Starting with the class of 2018, Hamilton will essentially waive tuition and fees for qualifying Say Yes students whose annual family income falls below $75,000. A number of students who could not previously afford a Hamilton education will now be able to attend the College.
This is an important change in terms of Hamilton’s use of its financial aid. Before the Say Yes program, the office of Admission provided financial aid on a case-by-case basis. This means that Hamilton looked at inner city, low-income students after they had faced some of the problems mentioned above. The Say Yes program uses a proactive approach to help solve these problems, getting more capable students into four-year colleges. Thirteen percent of students in the Class of 2017 represent the first generation of their family to attend college. This number will only grow as a result of this program.

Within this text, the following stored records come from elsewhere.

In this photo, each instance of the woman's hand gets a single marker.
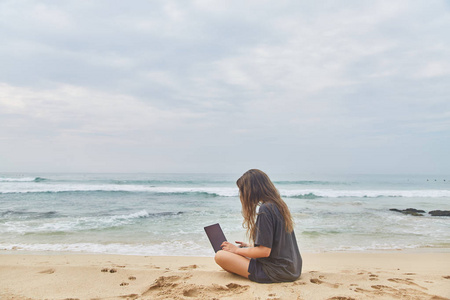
(227, 246)
(242, 244)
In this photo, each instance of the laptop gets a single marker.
(215, 235)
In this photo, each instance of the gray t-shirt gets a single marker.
(285, 261)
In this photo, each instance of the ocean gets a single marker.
(164, 214)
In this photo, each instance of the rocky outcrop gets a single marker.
(419, 212)
(440, 213)
(409, 211)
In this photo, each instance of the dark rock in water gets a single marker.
(440, 213)
(409, 211)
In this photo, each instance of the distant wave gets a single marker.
(305, 182)
(23, 179)
(220, 191)
(312, 194)
(31, 225)
(180, 248)
(61, 188)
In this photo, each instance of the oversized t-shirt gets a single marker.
(285, 261)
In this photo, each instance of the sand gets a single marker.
(325, 276)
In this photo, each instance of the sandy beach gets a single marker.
(325, 276)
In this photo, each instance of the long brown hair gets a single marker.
(255, 187)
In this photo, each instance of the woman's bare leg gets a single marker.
(233, 263)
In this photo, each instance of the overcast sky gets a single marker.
(223, 86)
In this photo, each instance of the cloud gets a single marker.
(224, 84)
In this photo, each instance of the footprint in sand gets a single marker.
(318, 281)
(373, 277)
(191, 267)
(176, 285)
(407, 281)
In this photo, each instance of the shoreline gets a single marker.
(327, 275)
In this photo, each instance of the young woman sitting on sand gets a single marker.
(275, 256)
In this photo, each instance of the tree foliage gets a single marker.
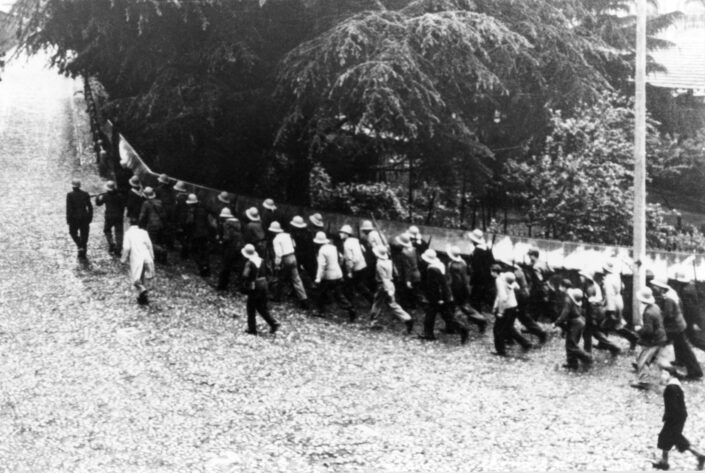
(581, 186)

However, there are arguments against funding programs like Say Yes. Dale Mezzacappa from Smith College wrote in an article titled “Pieces of an Educational Dream” for The Philadelphia Inquirer that while Say Yes “might have been a noble experiment that changed lives, its results have not approached its cost.” Fewer than 80% of students in these programs have graduated college, meaning this program could pull Hamilton’s four-year graduation rate down from 85 percent. Say Yes looks good on the surface, but there are several factors it could improve on. For example, the program could spend more time explaining the meaning of college to its students, rather than just gifting them a four-year education, as it seems to do. Surely, there are non-profits similar to Say Yes, but with better graduation rates for their students.
Another sentiment against investment in these programs has to do with affirmative action. It is likely that Hamilton will admit several Say Yes students over students that are as qualified, but only differentiate in their lower incomes. While Say Yes is well intentioned, Hamilton cannot let this program overstep hard-working applicants who have higher incomes. They are just as deserving of this education and cannot do much about the income of the family they were born into.
Notwithstanding the program’s shortcomings, the addition of Say Yes to the admissions process is a good move for the College. Students who could never dream of attending any postsecondary school will now have a chance to join the Hamilton community.